Le misure di prevenzione patrimoniale, introdotte dalla legge Rognoni-La Torre e oggi disciplinate dal codice antimafia (artt. 16 ss.) costituiscono uno strumento fondamentale nel contrasto alla criminalità organizzata, perché consentono di
acquisire i patrimoni accumulati con i proventi di attività illecite. Il sequestro (si tratta di oltre 215.000 beni dal 1997 al 2020, che non includono peraltro quelli sequestrati nei processi penali ordinari: soprattutto immobili, ma anche autovetture, aziende etc.) non solo colpisce la forza economica dei clan mafiosi ma ne indebolisce la capacità di infiltrazione nel tessuto economico e sociale ed il consenso fondato sulla distribuzione di posti di lavoro.

Le disposizioni del codice antimafia acquistano ancora più importanza se si considera che la perdita dei beni viene percepita dalle organizzazioni criminali, come risulta dalle intercettazioni telefoniche, in termini addirittura superiori alle stesse misure di custodia cautelare o di condanna penale, per la perdita di prestigio sociale e di potere di fronte agli associati.
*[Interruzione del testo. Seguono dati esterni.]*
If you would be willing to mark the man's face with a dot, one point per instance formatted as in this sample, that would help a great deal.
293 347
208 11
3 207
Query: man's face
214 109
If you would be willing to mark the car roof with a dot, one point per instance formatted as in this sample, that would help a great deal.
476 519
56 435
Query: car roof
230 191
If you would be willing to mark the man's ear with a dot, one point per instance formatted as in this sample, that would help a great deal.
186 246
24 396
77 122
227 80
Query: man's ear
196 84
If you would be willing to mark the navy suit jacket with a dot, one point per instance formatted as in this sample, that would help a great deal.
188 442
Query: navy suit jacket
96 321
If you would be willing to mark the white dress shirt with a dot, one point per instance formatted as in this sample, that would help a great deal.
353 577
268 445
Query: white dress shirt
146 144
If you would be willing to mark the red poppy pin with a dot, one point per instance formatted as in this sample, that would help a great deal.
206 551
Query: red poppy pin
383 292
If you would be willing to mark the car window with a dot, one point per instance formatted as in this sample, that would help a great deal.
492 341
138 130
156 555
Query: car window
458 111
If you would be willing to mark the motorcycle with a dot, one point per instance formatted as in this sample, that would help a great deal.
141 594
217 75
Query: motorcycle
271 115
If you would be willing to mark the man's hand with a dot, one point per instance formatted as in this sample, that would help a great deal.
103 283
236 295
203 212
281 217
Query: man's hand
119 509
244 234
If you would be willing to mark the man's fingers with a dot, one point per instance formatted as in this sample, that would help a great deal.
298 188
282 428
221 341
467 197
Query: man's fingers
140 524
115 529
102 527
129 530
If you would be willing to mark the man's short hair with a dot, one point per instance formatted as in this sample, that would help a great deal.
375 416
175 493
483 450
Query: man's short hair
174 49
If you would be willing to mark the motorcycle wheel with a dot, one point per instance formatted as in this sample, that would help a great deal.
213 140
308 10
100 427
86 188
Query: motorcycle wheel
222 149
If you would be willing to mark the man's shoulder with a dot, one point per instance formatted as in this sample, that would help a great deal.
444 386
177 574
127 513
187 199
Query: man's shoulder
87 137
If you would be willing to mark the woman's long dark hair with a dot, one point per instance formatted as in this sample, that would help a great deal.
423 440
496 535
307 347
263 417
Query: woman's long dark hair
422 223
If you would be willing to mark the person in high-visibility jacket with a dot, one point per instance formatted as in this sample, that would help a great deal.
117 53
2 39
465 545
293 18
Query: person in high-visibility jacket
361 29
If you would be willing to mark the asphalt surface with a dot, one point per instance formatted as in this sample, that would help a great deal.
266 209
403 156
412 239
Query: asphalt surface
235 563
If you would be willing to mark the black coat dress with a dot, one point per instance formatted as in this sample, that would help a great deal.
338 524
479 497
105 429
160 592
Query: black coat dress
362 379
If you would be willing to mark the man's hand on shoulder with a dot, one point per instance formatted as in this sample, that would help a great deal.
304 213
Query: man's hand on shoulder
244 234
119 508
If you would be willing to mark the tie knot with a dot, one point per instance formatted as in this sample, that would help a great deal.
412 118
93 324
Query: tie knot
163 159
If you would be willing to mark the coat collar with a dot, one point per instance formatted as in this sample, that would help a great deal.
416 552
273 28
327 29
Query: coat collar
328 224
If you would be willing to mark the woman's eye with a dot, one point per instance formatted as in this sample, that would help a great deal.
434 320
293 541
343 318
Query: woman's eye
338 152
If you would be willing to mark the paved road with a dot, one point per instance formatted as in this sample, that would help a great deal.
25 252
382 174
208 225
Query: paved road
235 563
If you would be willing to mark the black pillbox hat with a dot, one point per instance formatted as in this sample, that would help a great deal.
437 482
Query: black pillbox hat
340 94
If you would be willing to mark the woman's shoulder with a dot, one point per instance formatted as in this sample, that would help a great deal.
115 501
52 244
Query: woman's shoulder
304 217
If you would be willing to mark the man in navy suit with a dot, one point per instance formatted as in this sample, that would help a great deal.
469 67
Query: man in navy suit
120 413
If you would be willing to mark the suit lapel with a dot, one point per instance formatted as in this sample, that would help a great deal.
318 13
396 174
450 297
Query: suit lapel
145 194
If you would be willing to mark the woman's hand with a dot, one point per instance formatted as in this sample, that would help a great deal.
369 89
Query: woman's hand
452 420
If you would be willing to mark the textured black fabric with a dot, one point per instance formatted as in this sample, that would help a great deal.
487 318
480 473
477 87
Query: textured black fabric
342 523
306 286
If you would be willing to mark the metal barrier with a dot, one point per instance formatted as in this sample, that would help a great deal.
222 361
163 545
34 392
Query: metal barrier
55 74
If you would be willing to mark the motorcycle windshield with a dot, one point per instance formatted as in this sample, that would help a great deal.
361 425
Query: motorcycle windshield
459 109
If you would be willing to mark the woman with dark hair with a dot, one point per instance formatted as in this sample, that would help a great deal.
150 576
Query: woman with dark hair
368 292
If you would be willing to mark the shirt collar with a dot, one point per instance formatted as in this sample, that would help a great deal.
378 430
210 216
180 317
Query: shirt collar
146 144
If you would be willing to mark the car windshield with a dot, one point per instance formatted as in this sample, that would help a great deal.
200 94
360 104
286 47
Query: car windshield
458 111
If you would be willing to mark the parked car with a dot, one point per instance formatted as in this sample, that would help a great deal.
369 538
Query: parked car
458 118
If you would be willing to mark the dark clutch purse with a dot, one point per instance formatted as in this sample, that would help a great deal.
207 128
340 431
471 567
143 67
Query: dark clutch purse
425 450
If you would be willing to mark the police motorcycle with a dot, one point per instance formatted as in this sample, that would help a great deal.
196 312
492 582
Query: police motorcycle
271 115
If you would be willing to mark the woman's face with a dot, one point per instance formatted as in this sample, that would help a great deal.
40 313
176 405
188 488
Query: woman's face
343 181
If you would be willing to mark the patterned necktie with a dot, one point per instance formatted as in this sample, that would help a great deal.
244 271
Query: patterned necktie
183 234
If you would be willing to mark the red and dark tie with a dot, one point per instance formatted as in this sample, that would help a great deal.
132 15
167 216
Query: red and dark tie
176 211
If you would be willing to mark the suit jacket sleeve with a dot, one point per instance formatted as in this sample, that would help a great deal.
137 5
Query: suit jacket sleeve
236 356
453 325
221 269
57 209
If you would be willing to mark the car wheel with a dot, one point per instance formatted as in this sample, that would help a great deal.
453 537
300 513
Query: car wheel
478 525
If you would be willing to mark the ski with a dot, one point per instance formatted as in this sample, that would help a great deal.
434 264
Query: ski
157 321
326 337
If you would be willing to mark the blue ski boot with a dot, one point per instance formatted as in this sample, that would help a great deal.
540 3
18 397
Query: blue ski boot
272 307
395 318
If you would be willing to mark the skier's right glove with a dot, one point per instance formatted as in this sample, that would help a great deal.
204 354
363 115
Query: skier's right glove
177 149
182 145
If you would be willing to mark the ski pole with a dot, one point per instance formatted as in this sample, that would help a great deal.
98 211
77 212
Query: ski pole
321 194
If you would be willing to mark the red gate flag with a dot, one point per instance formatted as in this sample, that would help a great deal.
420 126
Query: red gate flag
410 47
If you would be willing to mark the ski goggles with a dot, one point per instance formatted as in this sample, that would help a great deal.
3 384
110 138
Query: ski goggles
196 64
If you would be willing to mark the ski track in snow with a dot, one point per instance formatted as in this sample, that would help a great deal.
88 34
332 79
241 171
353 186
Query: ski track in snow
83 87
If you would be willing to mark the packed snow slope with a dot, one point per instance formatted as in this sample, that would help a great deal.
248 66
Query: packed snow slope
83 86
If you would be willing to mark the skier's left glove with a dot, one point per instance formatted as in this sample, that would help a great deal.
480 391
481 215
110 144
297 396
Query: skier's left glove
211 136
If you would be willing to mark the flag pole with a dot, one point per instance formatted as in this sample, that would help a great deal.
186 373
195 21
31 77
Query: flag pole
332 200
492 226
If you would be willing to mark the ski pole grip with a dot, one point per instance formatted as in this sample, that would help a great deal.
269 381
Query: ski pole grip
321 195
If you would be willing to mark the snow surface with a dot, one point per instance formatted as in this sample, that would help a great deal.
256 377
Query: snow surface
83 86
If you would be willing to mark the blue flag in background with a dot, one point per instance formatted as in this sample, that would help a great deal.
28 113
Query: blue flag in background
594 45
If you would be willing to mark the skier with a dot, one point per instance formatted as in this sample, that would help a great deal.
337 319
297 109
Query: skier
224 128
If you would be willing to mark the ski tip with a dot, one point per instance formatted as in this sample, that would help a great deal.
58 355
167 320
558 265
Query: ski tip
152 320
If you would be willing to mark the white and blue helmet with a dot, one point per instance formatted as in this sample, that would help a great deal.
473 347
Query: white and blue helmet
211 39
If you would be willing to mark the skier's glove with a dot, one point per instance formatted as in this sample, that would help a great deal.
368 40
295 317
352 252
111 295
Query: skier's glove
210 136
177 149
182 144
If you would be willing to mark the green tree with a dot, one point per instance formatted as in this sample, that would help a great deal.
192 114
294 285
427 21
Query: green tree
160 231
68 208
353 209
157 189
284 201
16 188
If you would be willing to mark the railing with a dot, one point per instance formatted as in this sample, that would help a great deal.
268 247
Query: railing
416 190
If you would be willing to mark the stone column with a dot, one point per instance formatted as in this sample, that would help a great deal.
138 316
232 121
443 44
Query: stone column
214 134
Un ulteriore salto di qualità è rappresentato dalle norme che prevedono la destinazione di beni simbolo del potere criminale per fini di utilità pubblica o sociale, offrendo così nuove opportunità di lavoro e di sviluppo sociale nei territori dove sono ubicati.
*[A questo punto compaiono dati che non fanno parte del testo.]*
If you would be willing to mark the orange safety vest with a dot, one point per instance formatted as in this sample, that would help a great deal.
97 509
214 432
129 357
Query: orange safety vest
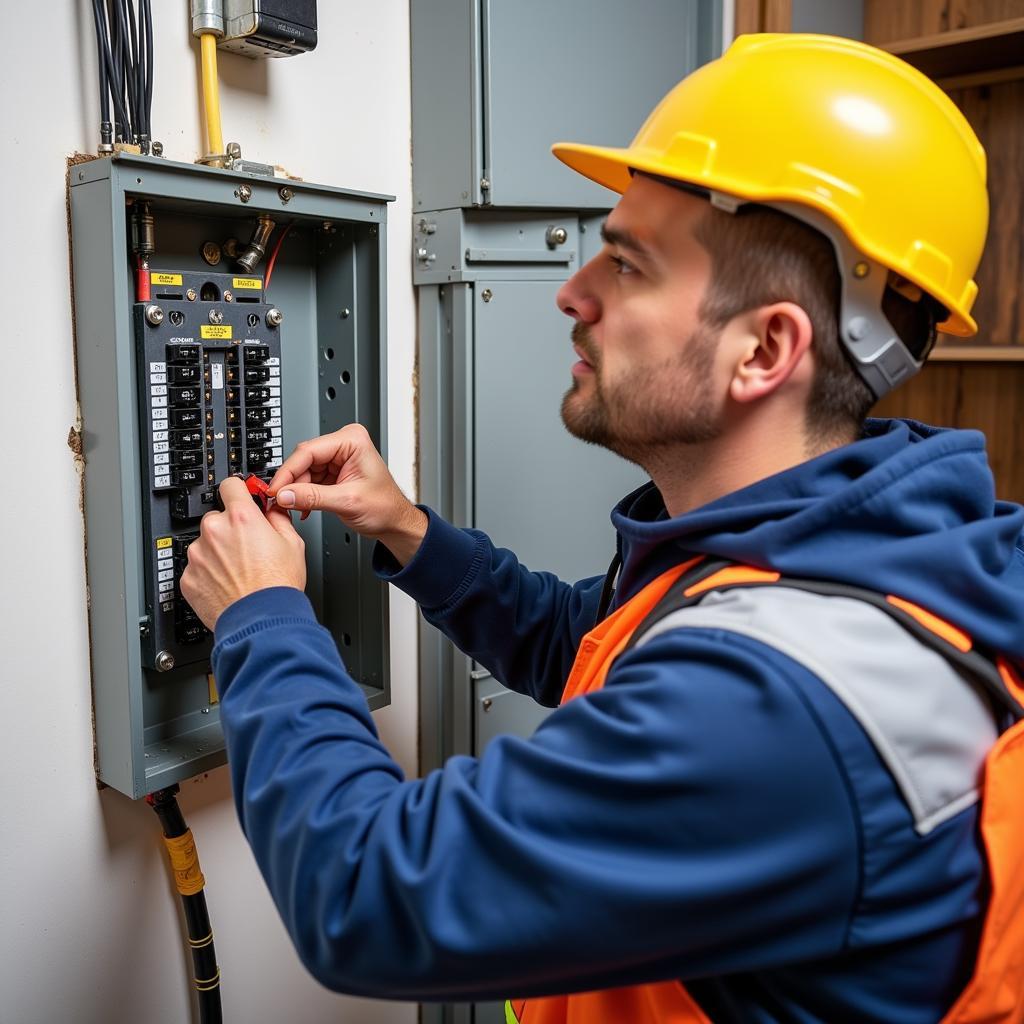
995 992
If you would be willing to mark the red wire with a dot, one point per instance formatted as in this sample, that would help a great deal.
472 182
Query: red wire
273 256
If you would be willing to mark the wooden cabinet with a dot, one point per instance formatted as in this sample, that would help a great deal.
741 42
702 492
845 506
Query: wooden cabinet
974 49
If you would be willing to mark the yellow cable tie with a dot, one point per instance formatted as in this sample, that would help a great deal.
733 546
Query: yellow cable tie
208 984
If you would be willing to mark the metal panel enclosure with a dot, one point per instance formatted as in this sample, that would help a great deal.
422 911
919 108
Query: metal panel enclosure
156 728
La procedura di confisca e destinazione dei beni

Il sequestro dei beni appartenenti ai boss mafiosi è disposto dalla sezione misure di prevenzione del tribunale: nel periodo 2010-2020 si registra una media annua di 500 nuovi procedimenti di prevenzione (che riguardano generalmente una pluralità di beni), con una crescita significativa, negli ultimi anni, delle misure di prevenzione adottate dagli uffici giudiziari dell’Italia settentrionale, a ulteriore conferma della forte presenza delle organizzazioni criminali in aree diverse da quelle di radicamento tradizionale. Molto rilevanti i dati sulle confische relative a beni ubicati nel Lazio (e soprattutto a Roma) e in Sicilia.
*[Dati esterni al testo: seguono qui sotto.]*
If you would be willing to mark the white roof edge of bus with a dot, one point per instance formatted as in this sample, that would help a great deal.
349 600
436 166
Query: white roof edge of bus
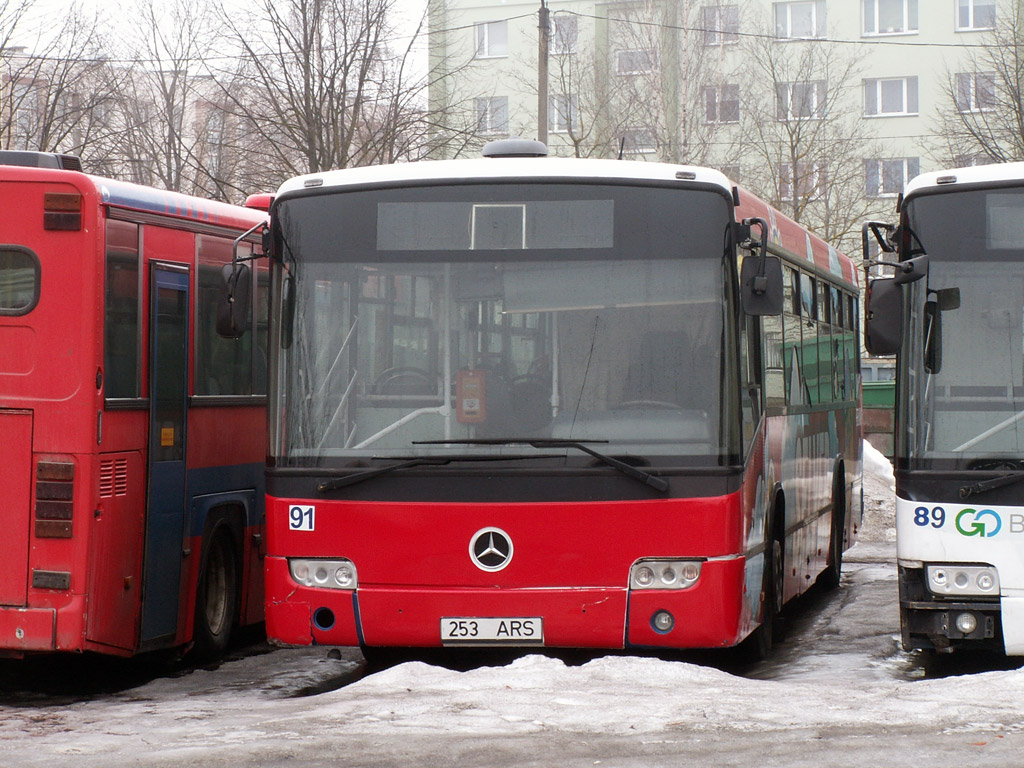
968 175
487 168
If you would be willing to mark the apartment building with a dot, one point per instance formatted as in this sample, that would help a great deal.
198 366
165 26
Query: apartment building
676 80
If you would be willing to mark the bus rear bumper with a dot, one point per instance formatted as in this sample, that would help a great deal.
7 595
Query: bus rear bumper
708 614
929 623
28 629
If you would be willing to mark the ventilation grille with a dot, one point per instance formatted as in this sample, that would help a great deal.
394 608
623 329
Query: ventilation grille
113 477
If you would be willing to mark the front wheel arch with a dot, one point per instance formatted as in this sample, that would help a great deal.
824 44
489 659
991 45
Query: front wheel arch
218 587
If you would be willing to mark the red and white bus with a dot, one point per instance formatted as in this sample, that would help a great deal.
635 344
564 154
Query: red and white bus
953 313
528 400
133 436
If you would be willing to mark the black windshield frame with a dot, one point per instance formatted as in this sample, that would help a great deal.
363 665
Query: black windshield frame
675 214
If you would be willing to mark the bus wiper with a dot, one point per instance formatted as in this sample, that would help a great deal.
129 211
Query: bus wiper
985 485
419 461
646 478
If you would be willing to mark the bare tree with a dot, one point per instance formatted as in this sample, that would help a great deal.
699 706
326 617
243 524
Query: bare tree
805 138
320 85
668 61
159 96
982 118
57 87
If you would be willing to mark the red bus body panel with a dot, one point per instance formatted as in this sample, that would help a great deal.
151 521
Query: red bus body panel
74 583
570 566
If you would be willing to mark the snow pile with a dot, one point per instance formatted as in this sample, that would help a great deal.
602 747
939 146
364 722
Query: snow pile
880 498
Con il sequestro il bene è sottratto alla disponibilità dei loro proprietari;  viene contestualmente nominato un amministratore giudiziario per la gestione provvisoria e la manutenzione ed il giudice competente a coordinare e verificarne l’attività. Si tratta di una fase molto importante perché occorre risolvere una serie di rilevanti problemi. Per i beni immobili si devono verificare i diritti dei terzi (ad esempio il bene può essere occupato dal nucleo familiare del soggetto cui il bene è stato confiscato o da un soggetto agli arresti domiciliari) e lo stato dei beni (sanatoria degli abusi esistenti, realizzazione delle opere di ristrutturazione e manutenzione, messa a norma degli impianti etc.). Per le aziende si tratta di riavviare in tempi brevi l’attività, procedendo anche alla liquidazione dei creditori, superando le difficoltà che emergono spesso per l’interruzione delle linee di credito e per il “costo” derivante dalla “emersione dalla illegalità”: le aziende confiscate sopravvivevano spesso in situazioni di palese illegalità (lavoro nero o comunque irregolare, con mancato versamento contributi; evasione fiscale; emissione di fatture false; inosservanza delle disposizioni sulla sicurezza dei luoghi di lavoro; riciclaggio proventi illeciti, assenza di scritture contabili), rappresentando perciò un ostacolo alla libera concorrenza, con danni rilevantissimi per le imprese che invece rispettano tutti gli adempimenti previsti dalle norme di legge.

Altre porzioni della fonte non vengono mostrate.